1) LocalSpiller::RewriteMBB seems not to propagate the information
about e.g. Spills between MBBs.In many cases, where MBB B1 has only
one predecessor MBB B2, B1 could reuse the information about the
physical registers that are in the live-out set of B2. This could help
to e.g. eliminate some useless reloads from spill slots, if the value
is available on the required physical register already.

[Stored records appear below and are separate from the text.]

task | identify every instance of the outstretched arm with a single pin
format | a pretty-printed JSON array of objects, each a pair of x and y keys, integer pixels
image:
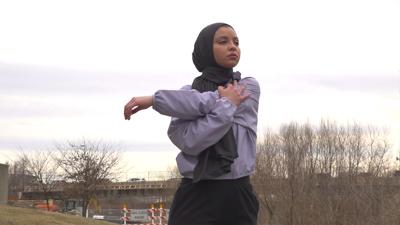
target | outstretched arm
[{"x": 184, "y": 104}]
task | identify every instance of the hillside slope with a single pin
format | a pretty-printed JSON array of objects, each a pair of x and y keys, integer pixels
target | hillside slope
[{"x": 21, "y": 216}]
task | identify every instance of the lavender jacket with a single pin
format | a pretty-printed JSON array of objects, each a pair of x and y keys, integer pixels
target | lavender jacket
[{"x": 201, "y": 119}]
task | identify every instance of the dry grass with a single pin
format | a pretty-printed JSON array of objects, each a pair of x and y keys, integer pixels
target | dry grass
[{"x": 20, "y": 216}]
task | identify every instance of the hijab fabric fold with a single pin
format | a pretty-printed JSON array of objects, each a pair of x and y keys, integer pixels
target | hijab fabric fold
[{"x": 216, "y": 160}]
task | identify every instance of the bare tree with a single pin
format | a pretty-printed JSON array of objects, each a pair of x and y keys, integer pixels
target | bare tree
[
  {"x": 41, "y": 166},
  {"x": 87, "y": 165},
  {"x": 328, "y": 174}
]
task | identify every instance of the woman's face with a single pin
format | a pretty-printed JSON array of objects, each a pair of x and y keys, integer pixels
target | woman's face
[{"x": 226, "y": 47}]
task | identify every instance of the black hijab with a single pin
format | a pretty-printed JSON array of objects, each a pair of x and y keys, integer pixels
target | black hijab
[{"x": 216, "y": 160}]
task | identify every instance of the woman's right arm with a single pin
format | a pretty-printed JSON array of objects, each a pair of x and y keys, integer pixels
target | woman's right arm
[{"x": 193, "y": 136}]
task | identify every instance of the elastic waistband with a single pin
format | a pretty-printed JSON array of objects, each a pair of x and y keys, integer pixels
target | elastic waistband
[{"x": 245, "y": 179}]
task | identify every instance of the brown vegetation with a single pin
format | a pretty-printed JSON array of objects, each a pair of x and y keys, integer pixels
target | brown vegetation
[{"x": 330, "y": 175}]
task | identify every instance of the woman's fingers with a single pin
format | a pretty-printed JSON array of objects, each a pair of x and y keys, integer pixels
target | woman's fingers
[{"x": 128, "y": 109}]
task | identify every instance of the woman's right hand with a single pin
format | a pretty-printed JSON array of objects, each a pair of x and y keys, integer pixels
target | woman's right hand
[
  {"x": 234, "y": 93},
  {"x": 136, "y": 104}
]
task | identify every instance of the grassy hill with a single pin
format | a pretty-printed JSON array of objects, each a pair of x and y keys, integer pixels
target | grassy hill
[{"x": 21, "y": 216}]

For example,
in the example below, the marked "movl 12(%esp), %ecx" instruction
could be eliminated.

.LBB2_2: # bb31
        movl 12(%esp), %ecx
        movl 8(%esp), %eax
        cmpl $0, up+28(%eax,%ecx,4)
        je .LBB2_9 # bb569
.LBB2_3: # bb41 ; <--- bb31 is the only predecessor of bb41
        movl 12(%esp), %ecx ; <--- This could be eliminated!!!
        movl 4(%esp), %eax
        cmpl $0, down(%eax,%ecx,4)
        je .LBB2_9 # bb569

It is also worth mentioning, that currently reloads from spill slots
are not recorded in the Spills set using the addAvailable method, as
far as I can see. Wouldn't it make sense?

I have the feeling that these improvements are rather easy to achieve
and would not require too much changes to the LocalSpiller. Probably,
we just need to keep the live-out set of the MBB around after
rewriting it, so that its successors can use it in some cases as
initial value for the Spills set.

Any opinions?

2) Moving of sub-expressions from loops and replacement of array
accesses via pointer-based induction variables is also not optimal in
some situations.
   In the example mentioned above, both blocks are executed inside a
loop enclosing them. And they keep evaluating e.g. the
down(%eax,%ecx,4) expression on every iteration. GCC at the same time
hoists this expression outside of the loop and replaces it with a
simple pointer, as you can see below:

        movl -32(%ebp), %edx
        movl 28(%edx), %eax
        testl %eax, %eax
        je .L5

        movl -48(%ebp), %eax
        movl (%eax), %edi
        testl %edi, %edi
        je .L5

To make it possible for you to analyze this test-case, I attach the
source file, the BC file and the output of the code produced by LLVM
and by "GCC -O6".


8q_speed.c.s (10.2 KB)

8q_speed.s.gcc (12.2 KB)

8q_speed.c.bc (4.61 KB)

8q_speed.c (595 Bytes)

Thanks. Can you file bugzilla reports? I'll look at the first one soon.



Please check these Bugzilla entries:

http://llvm.org/bugs/show_bug.cgi?id=3495 (LocalSpiller problems)

http://llvm.org/bugs/show_bug.cgi?id=3496 (Loop optimization problems)